SPORTS KEN: After the glory comes the storm?

Is there trouble brewing between the PSC and the POC?

Will this not negatively disrupt the fluid preparations for the country’s preparation for the 2024 Paris Olympics that is barely a year away?

Just a few sunrises after Tim Cone and his boys captured the Asian Games basketball diadem, Philippine Sports Commission chair Richard Bachmann held a media conference denying involvement in sending a COA collection letter concerning the POC unliquidated funds amounting to P10 million.

The COA demand was contained in a memo sent to POC president Bambol Tolentino at the progress of the country’s participation in the Hangzhou, China Asian Games.

He explained that the COA letter did not pass through his office and that the COA’s action was purely a standard procedure practiced by the latter.

Tolentino was irked because the collection memo was ill-timed as his hands were full physically overseeing and monitoring Pinopy athletes competing in the continental sports joust.
This is another unwanted wrinkle in the PSC-POC relationship.

The POC president denounced the PSC in an Oct. 8 press release for the discourteous memo considering that the time period stipulated in it dated back to the 1998 era.
Tolentino said he was not yet around at that time.

That’s correct.

It behooves everybody why some idiot had the gall to send the collection letter when no definitive answer can be obtained ASAP anyway.
I know the issue quite well.
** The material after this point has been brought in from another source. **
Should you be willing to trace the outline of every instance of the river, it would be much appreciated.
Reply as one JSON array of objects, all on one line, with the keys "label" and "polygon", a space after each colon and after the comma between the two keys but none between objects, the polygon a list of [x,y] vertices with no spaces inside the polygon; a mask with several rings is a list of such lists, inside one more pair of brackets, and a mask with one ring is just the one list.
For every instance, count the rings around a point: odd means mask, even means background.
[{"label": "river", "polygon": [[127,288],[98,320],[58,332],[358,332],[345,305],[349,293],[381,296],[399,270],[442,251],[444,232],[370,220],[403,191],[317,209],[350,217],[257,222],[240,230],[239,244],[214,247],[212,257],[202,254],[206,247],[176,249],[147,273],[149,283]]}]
I was still physically roaming the entire length and breadth of the Rizal Memorial Sports Complex, covering every activity of each NSA holding office within its premises.

All POC presidents – who served from 1998 till the present – received the same collection letter during their respective terms.

From all appearances, the same has not been acted upon to this date.

Who is to blame for this snafu?

Obviously, you can’t pinpoint the blame on Tolentino.

You can probably fault the COA for not diligently pursuing its claim when the funds in question were yet in a stage of where full liquidation could have been made possible.
Receipts and all other pertinent documents might have already been lost (in transit because of office transfers, etc.) and misplaced by people who had cusotdy.
Some might have already crossed the Great Beyond or moved elsewhere abroad and could no longer be located today.
P10 million is P10 million.

But who will the COA go after if the POC today under Tolentino cannot liquidate the same because, for one reason or another, the documents are no longer in its possession and the personnel concerned are no longer around?

Can these funds be declared officially lost or what? The COA has an appropriate term to describe this situation.